Earlier today my colleague Graham Warwick wrote a story saying that Boeing subsidiary Insitu has provided the FAA with a Scan Eagle system for research to help develop recommendations for integrating unmanned aircraft into the national airspace system.
The system, including two Scan Eagle small unmanned aircraft, has been delivered to the FAA’s William J. Hughes Technical Center in Atlantic City, N.J. under a cooperative research and development agreement signed by Insitu.
Similar moves are underway in Australia where developers are also using Scan Eagle to help figure out the same issue. Developers are in the final stages of validating automated airspace management technology that they say within a year could allow unmanned and manned commercial aircraft to share common airspace.
The work is being undertaken as part of the last stage of Smart Skies - a three-year, AUS$10 million effort between Boeing and Australian Research Centre for Aerospace Automation (Arcaa). The Arcaa research group is a joint venture between the Commonwealth Scientific and Industrial Research Organization (Csiro) and Queensland University of Technology.
Scan Eagle launch (above), and recovery (below). Apologies for the bad tracking on the launch video!
"Within 12 months I'd like to see a viable commercially funded operation doing real work," says Andrew Duggan, managing director of Insitu Pacific - a division of the Boeing company that is developing the Scan Eagle UAV family. Duggan says initial applications could include pipeline, powerline and other airborne utility roles.
Smart Skies is based on three main technologies which are being validated in a series of integrated flight trials being conducted in Queensland. These include an automated centralized separation management system, a mobile radar system and a detect sense and avoid (DSA) capability.
The air traffic separation system automatically keeps aircraft away from each other, sensing ahead both potential conflicts as well as downstream proximity problems that may result from avoiding initial encounters. The mobile radar system is a trailer-mounted, low cost, maritime X-band surveillance unit, while the DSA is made up of both laser-radar based static and optically-based dynamic sense-and-act systems.

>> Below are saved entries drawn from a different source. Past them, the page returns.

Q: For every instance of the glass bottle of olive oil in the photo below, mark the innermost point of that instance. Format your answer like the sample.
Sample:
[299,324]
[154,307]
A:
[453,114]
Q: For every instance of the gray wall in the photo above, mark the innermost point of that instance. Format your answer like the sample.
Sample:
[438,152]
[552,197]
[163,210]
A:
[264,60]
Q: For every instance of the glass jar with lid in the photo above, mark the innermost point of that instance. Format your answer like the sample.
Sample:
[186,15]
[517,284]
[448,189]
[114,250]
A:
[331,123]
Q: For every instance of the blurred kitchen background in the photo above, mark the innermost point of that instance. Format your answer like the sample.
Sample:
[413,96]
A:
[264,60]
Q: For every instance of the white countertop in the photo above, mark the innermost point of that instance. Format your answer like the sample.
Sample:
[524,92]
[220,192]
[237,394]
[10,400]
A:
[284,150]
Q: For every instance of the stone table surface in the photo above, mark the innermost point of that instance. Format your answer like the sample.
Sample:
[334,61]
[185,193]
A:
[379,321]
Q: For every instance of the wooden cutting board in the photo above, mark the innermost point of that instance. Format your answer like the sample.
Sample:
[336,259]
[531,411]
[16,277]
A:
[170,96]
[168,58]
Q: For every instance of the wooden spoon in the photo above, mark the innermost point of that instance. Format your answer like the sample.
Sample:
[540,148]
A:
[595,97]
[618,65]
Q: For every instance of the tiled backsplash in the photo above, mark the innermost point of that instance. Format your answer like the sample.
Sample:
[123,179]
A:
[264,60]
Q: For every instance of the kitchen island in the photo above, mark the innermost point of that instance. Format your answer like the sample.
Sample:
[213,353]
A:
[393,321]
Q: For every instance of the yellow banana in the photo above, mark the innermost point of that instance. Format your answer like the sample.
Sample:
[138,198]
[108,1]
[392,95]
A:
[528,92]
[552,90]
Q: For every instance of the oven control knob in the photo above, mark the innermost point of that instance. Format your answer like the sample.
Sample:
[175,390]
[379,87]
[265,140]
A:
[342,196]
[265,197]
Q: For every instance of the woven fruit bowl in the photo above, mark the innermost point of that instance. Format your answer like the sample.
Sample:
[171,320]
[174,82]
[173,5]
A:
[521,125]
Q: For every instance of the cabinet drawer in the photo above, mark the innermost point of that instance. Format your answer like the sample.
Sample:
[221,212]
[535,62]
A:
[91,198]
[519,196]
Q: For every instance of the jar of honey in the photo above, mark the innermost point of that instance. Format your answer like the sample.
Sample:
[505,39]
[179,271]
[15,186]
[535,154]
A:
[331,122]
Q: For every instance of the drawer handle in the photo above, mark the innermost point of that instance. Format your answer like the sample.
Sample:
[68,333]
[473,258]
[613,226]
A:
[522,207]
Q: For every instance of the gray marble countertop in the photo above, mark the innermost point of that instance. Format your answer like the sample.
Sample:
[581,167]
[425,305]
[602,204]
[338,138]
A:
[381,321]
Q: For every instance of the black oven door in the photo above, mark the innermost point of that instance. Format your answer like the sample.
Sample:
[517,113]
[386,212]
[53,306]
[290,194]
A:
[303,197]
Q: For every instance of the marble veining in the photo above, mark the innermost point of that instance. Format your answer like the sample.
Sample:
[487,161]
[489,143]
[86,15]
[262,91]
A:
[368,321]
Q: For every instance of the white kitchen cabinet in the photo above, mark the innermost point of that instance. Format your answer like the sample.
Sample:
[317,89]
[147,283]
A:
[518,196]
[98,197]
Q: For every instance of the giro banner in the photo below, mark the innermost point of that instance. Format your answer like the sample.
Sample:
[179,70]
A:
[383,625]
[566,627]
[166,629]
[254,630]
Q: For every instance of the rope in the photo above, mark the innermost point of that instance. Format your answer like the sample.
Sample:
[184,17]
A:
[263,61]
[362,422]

The flights tests involve fully autonomous fixed and rotary-wing UAVs, a Cessna 172R (optionally piloted to provide surrogate UAV capability), and real-time multi-aircraft simulations. Ground elements include a mobile operations center, the ground-based radar and satellite-based communications infrastructure which links Arcca for interactive flight simulations with Boeing facilties in the U.S and researchers in the U.K.
"We have three real aircraft and the simulated aircraft are all on the network," says Arcaa's Rodney Walker. To verify system performance in simulated complex airspace environments, flight tests include simultaneous deployment of the Arcaa UAVs and C172 at Kingaroy airfield, Queensland. Separation management is provided via satellite from Boeing's Palmade, Calif-facility, while another simulated aircraft is provided by the U.K's University of Sheffield.
The aircraft combine with simulated targets to create the scenario of up to 30 aircraft flying within a 10 naut mile radius congested zone. In tests so far the system has proved so robust that evaluations with as many as 50 targets are being planned for the final round say researchers. Early planning is now underway for a follow-on Smart Skies 2.